I think there's an issue with the use of the word "alignment" in your post. That word has a slightly different meaning than what you're considering. It's more to do with the exact placement of something within the memory banks of a machine along certain boundaries (byte, word, page).
If I read you right, then you don't really care about exactly where a thing is placed. You're more concerned that all the things you make are placed in an orderly manner, and tightly packed, to get better cache utilization.
If that's the case, then you were going along the right path with your thoughts of using a vector to store your components. The problem with a vector is that all the types in a vector must be the same. And from your code-snippet, you were thinking more of using a common interface to a set of different derived classes (components).
Your code snippet shows that you want to store pointers to various types of components. That's a pretty common method. But I'm afraid, that it is unlikely that those components will ever be near each other in memory (cache coherent).
The best you're likely to get, is having all of your components of a certain type together in memory. For instance, the "Health" components can all be pre-allocated in a vector/array, and can be tightly packed together. Your entities will store pointers to those components (as in your boost:unordered data structure). Then, if you can structure your code to run all of the entitiy's "health" processing at the same time, your cache-utilization will be very good. Do this for every component type, and you should get most of what you're looking for.
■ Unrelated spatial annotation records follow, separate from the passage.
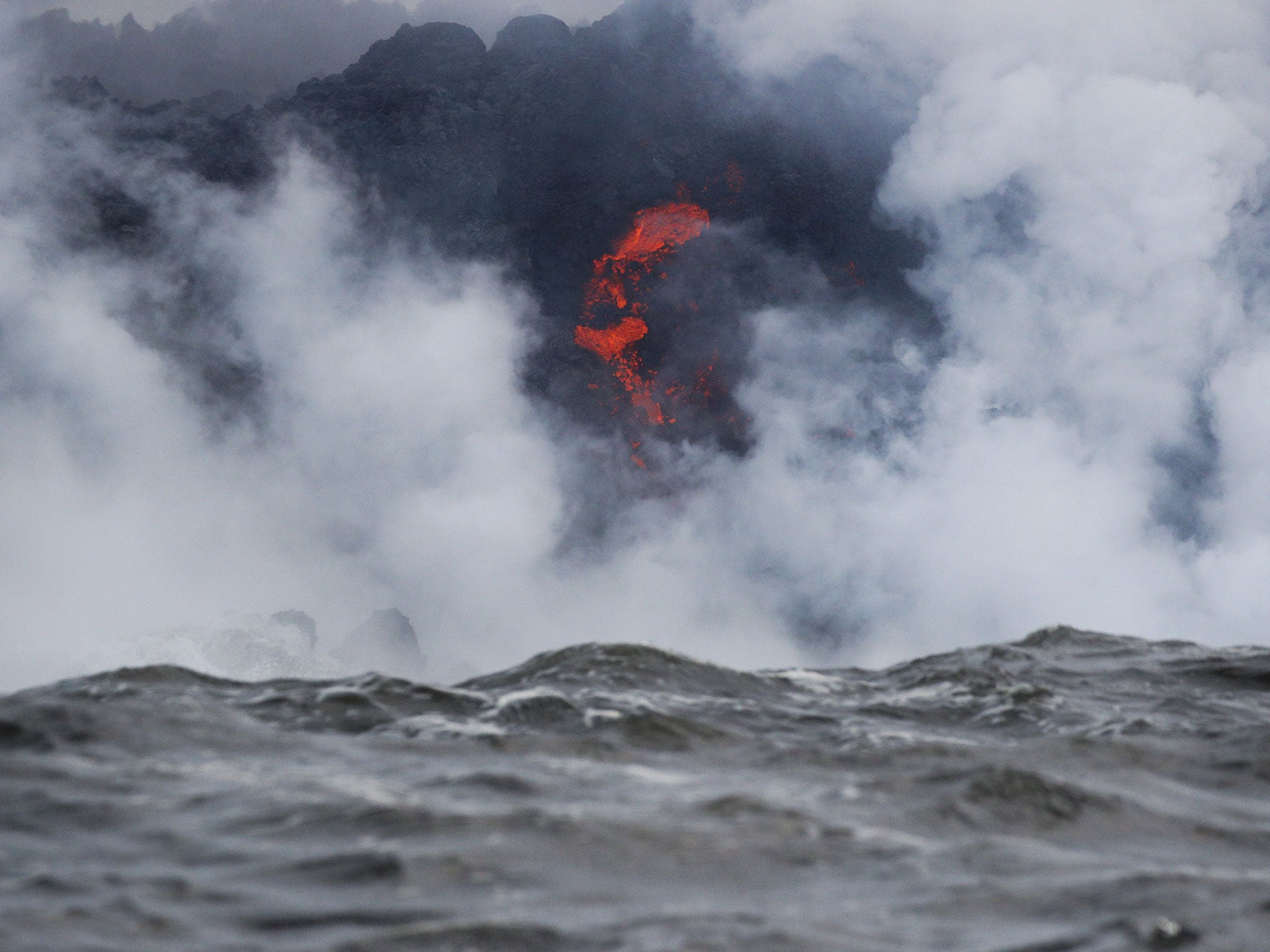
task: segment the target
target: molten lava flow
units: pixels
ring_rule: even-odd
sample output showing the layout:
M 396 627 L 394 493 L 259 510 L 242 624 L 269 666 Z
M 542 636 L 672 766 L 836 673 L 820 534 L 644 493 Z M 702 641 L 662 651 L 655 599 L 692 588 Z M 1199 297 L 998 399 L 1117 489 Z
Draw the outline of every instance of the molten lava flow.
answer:
M 574 327 L 574 343 L 599 354 L 612 367 L 617 382 L 630 393 L 631 404 L 649 423 L 660 425 L 667 419 L 654 395 L 657 374 L 643 368 L 632 347 L 648 335 L 648 322 L 641 316 L 648 307 L 636 298 L 640 282 L 679 245 L 707 227 L 710 213 L 687 201 L 686 194 L 676 202 L 644 208 L 635 215 L 631 230 L 613 251 L 596 260 L 594 277 L 587 282 L 583 294 L 584 322 Z M 602 306 L 616 308 L 621 319 L 608 327 L 587 326 L 594 322 L 596 310 Z

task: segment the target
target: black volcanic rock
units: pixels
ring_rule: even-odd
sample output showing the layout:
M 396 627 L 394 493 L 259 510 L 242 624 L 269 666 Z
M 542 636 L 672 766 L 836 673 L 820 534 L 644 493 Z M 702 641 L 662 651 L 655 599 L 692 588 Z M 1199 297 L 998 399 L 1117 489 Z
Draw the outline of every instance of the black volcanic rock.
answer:
M 540 13 L 511 20 L 498 32 L 490 52 L 540 58 L 559 56 L 573 44 L 573 32 L 564 20 Z
M 682 0 L 632 0 L 574 32 L 551 17 L 516 18 L 490 50 L 458 24 L 404 25 L 264 109 L 110 109 L 121 143 L 166 147 L 170 161 L 239 189 L 267 183 L 279 143 L 298 135 L 347 173 L 371 235 L 508 265 L 540 305 L 526 388 L 630 442 L 648 435 L 644 420 L 573 340 L 584 287 L 638 211 L 678 197 L 702 204 L 714 227 L 664 264 L 640 349 L 662 381 L 715 374 L 677 407 L 665 442 L 743 453 L 745 415 L 730 390 L 749 374 L 749 314 L 796 305 L 846 315 L 874 298 L 897 333 L 933 330 L 904 278 L 919 245 L 874 213 L 890 141 L 862 128 L 842 149 L 837 119 L 839 140 L 824 138 L 801 113 L 808 91 L 833 109 L 848 74 L 817 76 L 808 89 L 758 89 L 697 33 Z M 142 208 L 118 197 L 103 208 L 102 231 L 118 248 L 152 246 Z
M 485 43 L 457 23 L 404 24 L 391 39 L 378 39 L 344 70 L 347 83 L 464 85 L 485 65 Z

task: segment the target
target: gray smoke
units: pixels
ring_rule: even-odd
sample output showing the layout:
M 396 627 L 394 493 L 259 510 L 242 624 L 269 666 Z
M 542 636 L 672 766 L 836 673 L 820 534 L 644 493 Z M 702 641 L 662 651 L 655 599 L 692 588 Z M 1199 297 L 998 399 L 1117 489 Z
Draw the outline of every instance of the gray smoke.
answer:
M 1261 5 L 697 11 L 754 90 L 815 93 L 791 123 L 842 147 L 864 129 L 861 161 L 895 141 L 875 213 L 926 242 L 908 278 L 936 322 L 895 333 L 885 296 L 739 315 L 753 446 L 665 449 L 667 491 L 624 499 L 584 559 L 561 552 L 585 461 L 629 449 L 526 396 L 522 286 L 373 242 L 297 146 L 268 187 L 211 185 L 121 154 L 10 65 L 5 677 L 282 607 L 342 633 L 396 605 L 442 674 L 597 638 L 743 665 L 1052 622 L 1264 641 Z M 150 197 L 161 255 L 67 237 L 67 182 L 93 170 Z M 230 288 L 216 347 L 258 367 L 251 413 L 210 421 L 136 330 L 136 302 L 192 273 Z

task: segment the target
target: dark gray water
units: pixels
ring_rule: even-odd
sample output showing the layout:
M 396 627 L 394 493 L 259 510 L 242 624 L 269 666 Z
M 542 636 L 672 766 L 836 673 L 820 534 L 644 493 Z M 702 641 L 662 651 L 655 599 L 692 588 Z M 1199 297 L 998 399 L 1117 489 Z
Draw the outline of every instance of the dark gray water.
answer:
M 0 850 L 14 952 L 1256 952 L 1270 651 L 127 669 L 0 699 Z

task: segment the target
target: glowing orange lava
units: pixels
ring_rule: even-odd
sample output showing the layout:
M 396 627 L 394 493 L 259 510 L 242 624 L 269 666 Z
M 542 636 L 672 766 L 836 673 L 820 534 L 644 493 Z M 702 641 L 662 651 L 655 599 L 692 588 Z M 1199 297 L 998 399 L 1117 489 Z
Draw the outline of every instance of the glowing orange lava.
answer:
M 598 354 L 630 393 L 631 404 L 644 413 L 648 423 L 664 424 L 665 415 L 655 396 L 657 373 L 645 371 L 635 341 L 648 335 L 643 315 L 648 307 L 638 300 L 640 282 L 687 241 L 710 227 L 710 213 L 687 201 L 686 189 L 674 202 L 636 212 L 631 230 L 611 254 L 596 260 L 593 277 L 583 294 L 582 320 L 573 330 L 579 347 Z M 658 277 L 665 277 L 658 272 Z M 588 326 L 596 310 L 612 307 L 621 319 L 607 327 Z M 673 423 L 673 419 L 671 420 Z M 632 456 L 638 466 L 643 459 Z

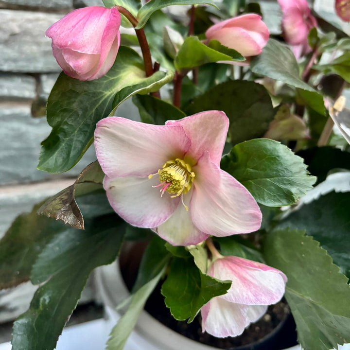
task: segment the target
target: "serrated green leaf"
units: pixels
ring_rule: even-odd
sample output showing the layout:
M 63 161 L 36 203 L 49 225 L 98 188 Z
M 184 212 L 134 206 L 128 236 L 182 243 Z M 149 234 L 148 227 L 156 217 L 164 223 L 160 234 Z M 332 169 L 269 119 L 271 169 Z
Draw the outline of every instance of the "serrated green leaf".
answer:
M 250 68 L 254 73 L 306 90 L 307 92 L 302 93 L 305 96 L 306 103 L 308 103 L 308 99 L 311 99 L 308 105 L 316 108 L 316 110 L 324 114 L 322 96 L 300 79 L 299 66 L 295 56 L 286 45 L 270 39 L 262 49 L 262 52 L 253 58 Z
M 240 80 L 217 85 L 195 98 L 185 111 L 191 115 L 210 109 L 226 113 L 229 119 L 230 141 L 234 144 L 262 137 L 275 113 L 265 88 Z
M 52 127 L 42 147 L 38 169 L 67 171 L 92 142 L 96 122 L 108 116 L 115 104 L 134 93 L 154 91 L 171 79 L 159 72 L 146 77 L 142 58 L 125 47 L 119 49 L 110 70 L 96 80 L 80 81 L 62 73 L 48 101 L 47 118 Z
M 302 158 L 268 139 L 236 145 L 223 158 L 221 168 L 267 207 L 294 204 L 316 181 L 308 175 Z
M 133 294 L 164 270 L 171 256 L 165 244 L 165 241 L 158 236 L 153 236 L 142 255 Z
M 222 281 L 202 273 L 193 259 L 174 258 L 161 293 L 175 318 L 192 322 L 211 298 L 225 294 L 231 281 Z
M 175 68 L 178 71 L 186 73 L 192 68 L 206 63 L 218 61 L 243 60 L 241 59 L 243 56 L 238 54 L 237 59 L 234 59 L 228 54 L 211 49 L 196 36 L 189 36 L 185 39 L 177 52 L 175 61 Z
M 139 108 L 141 121 L 149 124 L 164 125 L 168 120 L 177 120 L 186 117 L 182 110 L 173 105 L 148 95 L 135 95 L 132 98 Z
M 150 0 L 146 2 L 139 11 L 137 18 L 139 24 L 136 29 L 142 28 L 146 23 L 151 15 L 158 10 L 171 5 L 195 5 L 197 4 L 207 4 L 217 8 L 215 2 L 211 0 Z
M 291 213 L 279 228 L 306 229 L 350 278 L 350 193 L 331 192 Z
M 315 185 L 324 181 L 332 169 L 350 170 L 350 153 L 339 148 L 315 147 L 299 151 L 297 154 L 304 158 L 310 173 L 317 176 Z
M 269 233 L 267 263 L 286 274 L 285 298 L 305 350 L 329 350 L 350 342 L 350 288 L 331 257 L 305 231 Z
M 87 226 L 84 231 L 68 228 L 39 255 L 32 280 L 50 280 L 39 287 L 29 309 L 15 322 L 13 350 L 52 350 L 89 274 L 115 259 L 122 241 L 122 222 L 113 213 L 95 218 Z
M 98 162 L 91 163 L 83 170 L 73 185 L 49 198 L 39 208 L 38 214 L 53 217 L 72 227 L 84 229 L 84 218 L 75 201 L 75 196 L 103 189 L 104 177 Z

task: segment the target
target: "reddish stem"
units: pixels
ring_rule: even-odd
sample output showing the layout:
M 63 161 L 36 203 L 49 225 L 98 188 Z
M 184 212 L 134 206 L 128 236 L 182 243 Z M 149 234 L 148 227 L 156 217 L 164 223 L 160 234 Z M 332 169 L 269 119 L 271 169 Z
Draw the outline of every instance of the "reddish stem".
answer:
M 174 78 L 174 100 L 173 104 L 177 108 L 180 108 L 181 103 L 181 91 L 183 76 L 178 72 L 175 73 Z

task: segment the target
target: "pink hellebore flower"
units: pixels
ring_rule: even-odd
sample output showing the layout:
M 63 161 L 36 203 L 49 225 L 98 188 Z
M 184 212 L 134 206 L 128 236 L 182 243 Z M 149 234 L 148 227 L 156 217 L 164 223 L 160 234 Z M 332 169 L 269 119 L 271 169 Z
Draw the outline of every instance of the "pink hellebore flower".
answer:
M 279 270 L 234 256 L 215 260 L 208 274 L 232 281 L 226 294 L 213 298 L 201 309 L 203 331 L 220 338 L 242 334 L 265 314 L 267 305 L 280 300 L 287 282 Z
M 269 35 L 266 24 L 255 14 L 242 15 L 220 22 L 206 32 L 208 39 L 215 39 L 245 57 L 261 53 Z
M 345 22 L 350 22 L 350 0 L 335 0 L 337 15 Z
M 92 80 L 105 75 L 120 45 L 121 15 L 116 7 L 89 6 L 69 13 L 47 31 L 53 55 L 68 75 Z
M 297 58 L 311 51 L 308 35 L 310 29 L 317 27 L 316 18 L 306 0 L 278 0 L 281 7 L 282 30 L 287 44 L 293 45 Z
M 165 125 L 118 117 L 99 122 L 95 148 L 112 207 L 131 225 L 152 228 L 174 245 L 258 229 L 256 202 L 220 169 L 228 128 L 219 111 Z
Now, managing a whole bunch of vectors for every component type might be a bit daunting. Every time an entity is destroyed, you will have to remove it's components from their storage vectors, or somehow mark them as free. That can be a bit of a pain, and could lead to a lot of bugs. My advice is to use a freelist or some pooling allocator to do the job for you. (Game Programming Gems 4 has a good article on freelists, and boost::pool has a nice implementation that you could use to help manage the lifetimes of the components
Once you have all the components in their homogeneous vectors, you might start looking for a way to just iterate over all the components within those vectors, without even considering what entity they belong to. Like the health example, you could check all the healths to see if any are <0, and if so look up that health's entity ID, and create a message for that entity to "die". Lots of flexibility in this setup, it's a lot like what I've been toying around with for a while.